1. The plant tissue culture detoxification method is characterized by comprising the following steps of:

taking virus-infected strawberry or kiwi fruit explants, and placing the explants in a subculture medium containing coriolus versicolor glycopeptides for subculture to obtain tissue culture seedlings;

wherein, the concentration of Coriolus versicolor glycopeptide in the secondary culture medium for culturing the strawberry explant is 500-1000 mug/mL, and the concentration of Coriolus versicolor glycopeptide in the secondary culture medium for culturing the kiwi explant is 500 mug/mL;

cutting the stem tip of the tissue culture seedling, cutting the stem tip with the length of 0.5-mm-1.5-mm, and placing the stem tip in an unused secondary culture medium for regeneration culture to obtain a regenerated plant of strawberry or kiwi fruit;

and taking the leaves of the regenerated plants to carry out virus detection to obtain virus-free seedlings of the strawberries or the kiwi fruits.

2. The plant tissue culture detoxification method according to claim 1, wherein: the virus-infected plants were deprived of their leaves, leaving the stem segment of 1cm as the explant.

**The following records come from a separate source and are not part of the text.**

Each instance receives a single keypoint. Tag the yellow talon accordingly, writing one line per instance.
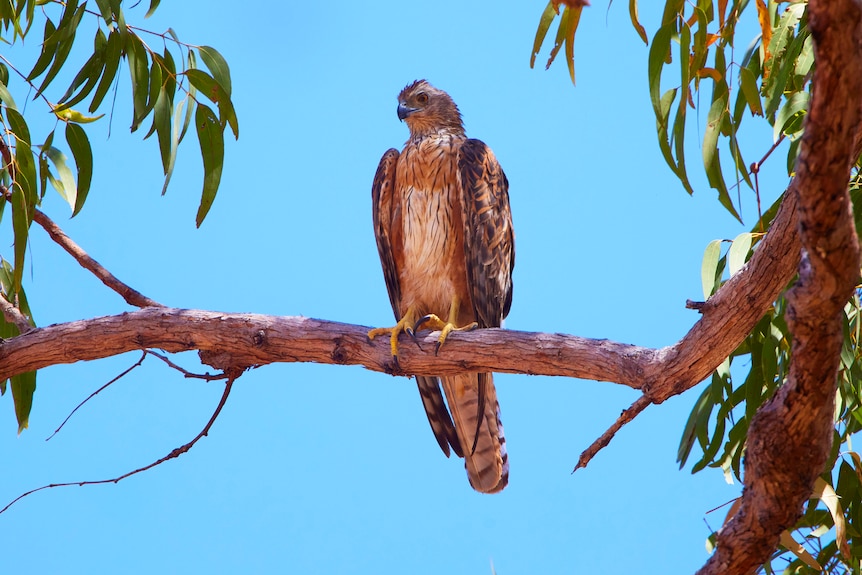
(433, 322)
(405, 325)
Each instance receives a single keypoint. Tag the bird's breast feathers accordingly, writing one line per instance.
(427, 188)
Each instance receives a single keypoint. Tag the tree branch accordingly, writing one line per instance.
(172, 455)
(14, 316)
(790, 436)
(131, 295)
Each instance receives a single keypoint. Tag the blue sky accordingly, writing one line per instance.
(322, 469)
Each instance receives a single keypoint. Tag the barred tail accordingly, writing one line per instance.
(488, 464)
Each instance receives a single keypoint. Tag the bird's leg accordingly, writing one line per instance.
(405, 325)
(446, 327)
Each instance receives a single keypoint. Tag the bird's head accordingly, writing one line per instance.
(428, 110)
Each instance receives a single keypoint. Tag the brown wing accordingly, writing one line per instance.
(382, 200)
(386, 212)
(489, 242)
(489, 250)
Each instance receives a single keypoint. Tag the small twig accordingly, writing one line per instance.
(97, 392)
(627, 415)
(173, 454)
(13, 315)
(185, 372)
(132, 296)
(755, 169)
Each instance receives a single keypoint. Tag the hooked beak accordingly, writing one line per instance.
(404, 111)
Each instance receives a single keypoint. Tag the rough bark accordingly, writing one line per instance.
(790, 436)
(249, 339)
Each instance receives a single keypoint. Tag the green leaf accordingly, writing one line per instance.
(90, 72)
(162, 124)
(153, 5)
(23, 387)
(113, 50)
(137, 56)
(217, 66)
(709, 267)
(658, 55)
(59, 59)
(6, 97)
(662, 117)
(169, 170)
(797, 104)
(21, 218)
(679, 122)
(47, 55)
(738, 252)
(66, 187)
(749, 89)
(78, 142)
(544, 24)
(189, 109)
(574, 19)
(560, 38)
(211, 141)
(77, 117)
(105, 9)
(633, 14)
(207, 86)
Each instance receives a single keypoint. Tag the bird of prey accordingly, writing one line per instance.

3. The method of claim 1, wherein the subculture medium comprising coriolus versicolor glycopeptide comprises: dissolving Coriolus versicolor glycopeptide with purified water, filtering with 0.22 micrometer bacterial filter, and adding into the subculture medium.

4. The plant tissue culture detoxification method according to claim 1, wherein: the subculture medium includes: MS, sucrose at a concentration of 30g/L, agar at a concentration of 7.5g/L, 6-BA at a concentration of 0.5mg/L and IBA at a concentration of 0.1mg/L, wherein the pH of the subculture medium was 5.8.

5. The plant tissue culture detoxification method according to claim 1, wherein: the time of the secondary culture is 40-50 days.

6. The plant tissue culture detoxification method according to claim 1, wherein: the cutting of the stem tip of the tissue culture seedling comprises the following steps: and placing the tissue culture seedlings under a microscope, and cutting the stem tips with different lengths respectively.

7. The plant tissue culture detoxification method according to claim 1, wherein: the regeneration culture time is 1-3 months.

8. The plant tissue culture detoxification method according to claim 1, wherein: the virus detection comprises RT-PCR detection of leaves of the regenerated plant.

9. The plant tissue culture detoxification method according to claim 1, wherein: the step of obtaining the detoxified seedling comprises cutting stem segments of the regenerated plants without the infection virus for subculture so as to obtain plant tissue culture seedlings without the infection virus;

and rooting and transplanting the plant tissue culture seedlings which are not infected with viruses.